Designing for mixed reality, especially for the HoloLens, can present unique challenges. Dong Yoon Park, a Principal UX Designer at Microsoft with a passion for typography, recently gave a talk to the Windows Holographic Users Group Redmond (WinHUGR) about the pitfalls he ran into trying to convert what started out as a 2D iOS app 5 years ago to the newer 3D Holographic frontier with Unity.
At first, Yoon disregarded the idea of converting his app to the 3D space, but somehow had a change of heart. In a recent post on Medium, he said, "... as soon as I started putting type into 3D space with HoloLens, I realized that typography in a mixed reality space could be really gorgeous! It has a totally different physicality compared to traditional display or paper media."
Anyone that has done development in Unity knows the default text settings for UI text or 3D text are just bad in general. They are particularly bad for HoloLens users. To get UI text to a useable point, I always have to push the Dynamic Pixels Per Unit really high, and then scale the whole object back down to a usable point. 3D text has a different but similar process to fix it as well.
To get an exact result, Mr.
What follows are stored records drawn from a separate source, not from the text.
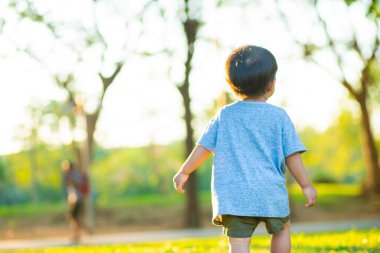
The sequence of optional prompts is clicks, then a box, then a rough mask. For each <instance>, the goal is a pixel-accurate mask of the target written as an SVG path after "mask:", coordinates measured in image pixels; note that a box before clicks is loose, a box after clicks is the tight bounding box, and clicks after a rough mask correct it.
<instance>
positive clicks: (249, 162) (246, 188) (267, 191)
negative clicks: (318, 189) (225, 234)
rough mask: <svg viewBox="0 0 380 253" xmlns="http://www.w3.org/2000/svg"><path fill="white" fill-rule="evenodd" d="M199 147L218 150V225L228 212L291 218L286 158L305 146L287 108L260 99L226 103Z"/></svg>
mask: <svg viewBox="0 0 380 253" xmlns="http://www.w3.org/2000/svg"><path fill="white" fill-rule="evenodd" d="M198 144H199V145H201V146H203V147H205V148H206V149H208V150H210V151H213V152H214V162H213V170H212V182H211V190H212V206H213V222H214V223H215V224H220V215H224V214H229V215H237V216H257V217H286V216H288V215H289V212H290V210H289V199H288V192H287V190H286V187H285V182H286V179H285V170H286V164H285V158H286V157H287V156H289V155H292V154H294V153H296V152H304V151H306V148H305V146H304V145H303V144H302V142H301V140H300V138H299V137H298V135H297V133H296V130H295V127H294V125H293V123H292V121H291V120H290V118H289V116H288V114H287V113H286V112H285V111H284V110H283V109H282V108H279V107H276V106H273V105H270V104H267V103H265V102H256V101H239V102H235V103H233V104H231V105H227V106H225V107H223V108H222V109H221V110H220V111H219V112H218V113H217V114H216V115H215V116H214V117H213V118H212V120H211V121H210V123H209V124H208V126H207V127H206V130H205V131H204V133H203V134H202V136H201V137H200V139H199V141H198Z"/></svg>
Park used printed type to compare to his work on the HoloLens, at a distance of 2 meters. Using the same font on the printed paper and the HoloLens and standing 2 meters away, Park was eventually able to find the ideal Unity settings.
The scaling factors from this experiment are approximately 0.0005 for UI Text and 0.005 for 3D Text Mesh. Even though it might not be perfectly accurate, with these scaling factors, you can get the relevant type size which will be similar to physical type size at 2-meter distance. If you use this scaling factor, you can say 48pt type size at 2-meter distance are same in Unity and Adobe Illustrator.
User Experience (UX) standardization is often a big topic on the HoloDeveloper Slack server. Obviously, only so much of UX can be standardized due to UX being very tied to what you are creating. Text is a fundamental part of UX and taking the guess work out of it can help on many levels.
For developers out there struggling with this, shortly there will be a great way to use this new standard rather easily. Park has taken this one step further, to help the community, and has submitted a pull request in the HoloToolkit Github repository. This code addition will add prefabs to simplify the whole process. Once it has been approved and is merged into the master code, creating text that works will be as easy as dragging in a prefab and typing in the text you want it to say.